Und an dieser Stelle will ich betonen, dass dieser Gedankengang, dieser Ansatz, sehr gefährlich sein kann, denn ein*e jede*r von uns verdient es, sich Hilfe zu suchen und diese auch zu bekommen, sei es von professionell geschultem Personal oder von Personen im eigenen sozialen Umfeld. Es gibt Situationen, die man alleine nicht bewältigen kann oder sollte, wirken sie für die Außenwelt auch noch so nichtig.
Was ich aber auch rückblickend erkannt habe ist, dass ich in den letzten Jahren des Aushaltens eine immer größer werdende Resilienz aufgebaut habe, die es mir erlaubt hat, 100% der schier unaushaltbaren Momente zu überstehen. Ich habe es genauso wenig wie alle anderen Betroffenen verdient, sie auf diese Art und Weise erlangt zu haben, aber sie ist da und je älter ich werde, desto deutlicher erkenne ich, dass neben ihr auch die Gewissheit, dass ich ohne jegliche Bedingung Gutes verdiene, heranwächst. Ich hoffe, sie wächst auch in dir.

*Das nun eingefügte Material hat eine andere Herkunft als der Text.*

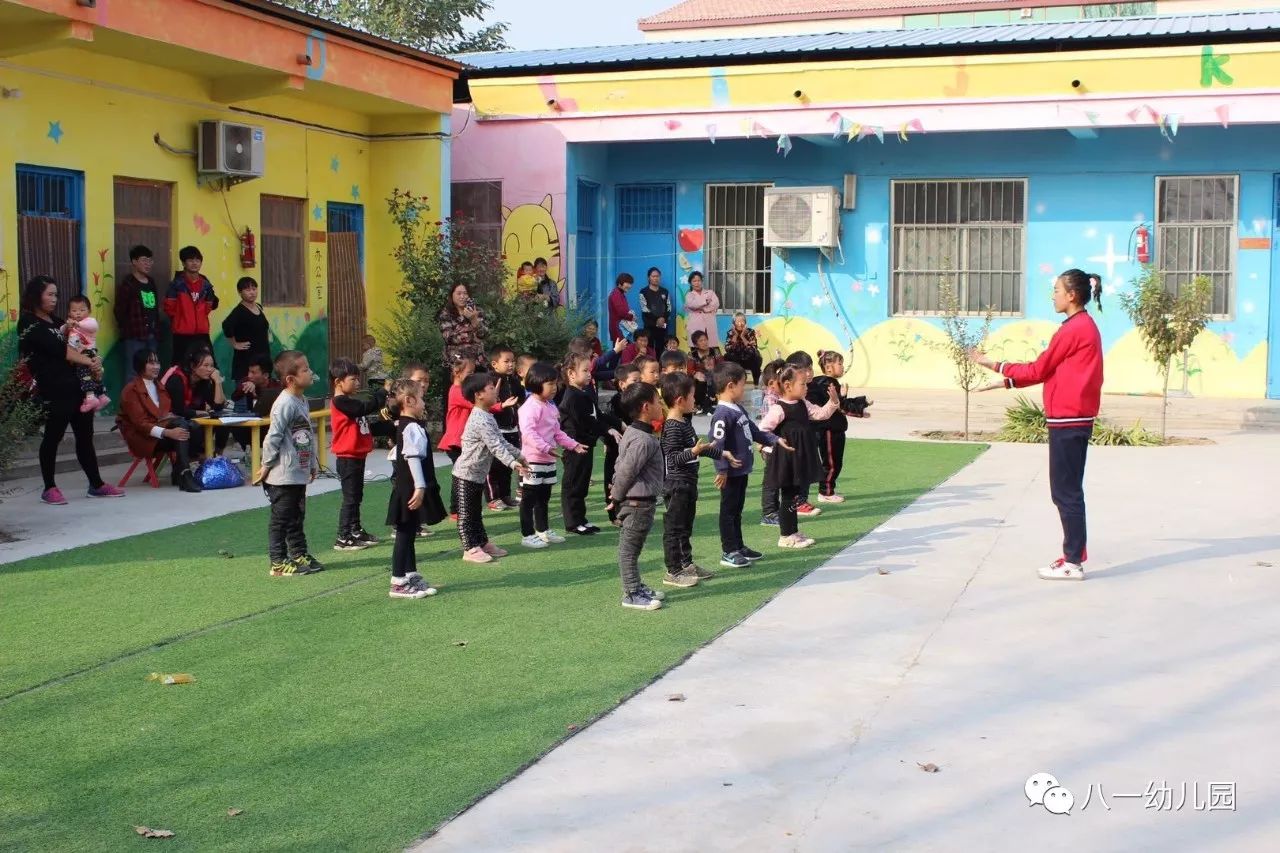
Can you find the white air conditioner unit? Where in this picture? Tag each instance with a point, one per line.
(801, 217)
(231, 150)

*Ich verwende in meinem Text vereinfacht den Begriff „Frauen“, möchte aber an dieser Stelle klarstellen, dass ich mich hierbei auf alle Menschen beziehe, die in unserer Gesellschaft sexistische Diskriminierungs- und Gewalterfahrungen machen. Dazu gehören auch weiblich gelesene Personen, die sich nicht mit der Kategorie „Frau“ identifizieren.